Bill Gertz is the national security correspondent for the Washington Times and a New York Times bestselling author. His latest book is “Deceiving the Sky: Inside Communist China’s Drive for Global Supremacy.” At the recent CCA Feb. 3, he lectured on “AI as a Means of Totalitarian Control in China.” Courtesy | Washington Times
What do you think is the biggest threat China poses to the U.S. right now?
It is the number one existential threat to the United States. In my view, everything else is a sideshow: Russia, Ukraine, Middle East, Latin America, whatever. I view China as the ultimate threat because they have, after 40 years of engagement with the United States, after the Cultural Revolution, the policy under Deng Xiaoping was to bide their time and hide their capabilities. Then in 2012, Xi Jinping came to power, and he is a true believer in Marxism, Leninism. They have a little bit of a different interpretation of it, but he’s driving the train into making China the next superpower. In order for China to do that, it has to diminish, weaken, and ultimately destroy the United States, in order for China to achieve its position as the sole superpower. We’re challenged by this massive reality across the spectrum — political, military, intelligence, cyber — all domains are being threatened by China. Through my reporting, I’ve been trying to awaken people to that fact.
What can the U.S. do about it?
It’s Cold War 2.0, and we learned from the first Cold War that as long as there’s this expansionist, nuclear-armed dictatorship in China, we need to address that threat the way we address the threat from the Soviet Union, which was ideologically. It’s going to take a restatement or a reassertion of American values and democracy. We have to lead from the top. We’ve got to ultimately defeat the Chinese Communist Party ideologically.
What should the average person understand about China?
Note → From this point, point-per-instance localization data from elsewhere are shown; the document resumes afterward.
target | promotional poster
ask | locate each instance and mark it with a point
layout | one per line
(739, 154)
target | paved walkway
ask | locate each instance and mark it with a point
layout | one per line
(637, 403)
Understanding the danger from China is understanding the role of Marxism and Leninism within the Chinese system. Even some within the second Trump administration, they don’t fully comprehend what we’re up against in terms of that we’re dealing with an ideologically motivated adversary that is not going to be amenable to transactional kinds of relations with the United States. It’s going to require a much greater understanding that these are people who have a vision, and that vision is based on an 18th-century ideology of Marxism, which says that, first, there’s no God, it’s atheistic, and that leads to massive human rights violations. And second, it has a historical vision that history is moving from a feudal society up until an ideal worker’s paradise that will never be reached, and in the interim, they’ve applied totalitarian controls, and that the reason they’re doing this is not because it’s a nationalistic Chinese thing. It’s a Marxist, Leninist motivation that is driving them, and the main obstacle to them achieving their Marxist, Leninist goal is the United States as a free, open and democratic system, and that is the biggest threat to China, and that’s why we need to better understand the nature of the China threat.
How did you get into national security reporting?
I’m an old Cold Warrior, and I covered the Cold War going back to the ’80s. I had some experience working for a publication and a group called the Freedom Leadership Foundation, which basically looked at human rights in the Soviet Union. We supported dissidents, and we battled the Soviet Union back in the day, and then it collapsed. I was hired in 1985 by the Washington Times, and they had just brought on a new editor who was a former Newsweek correspondent, and he put me on the foreign desk, and that’s where I started.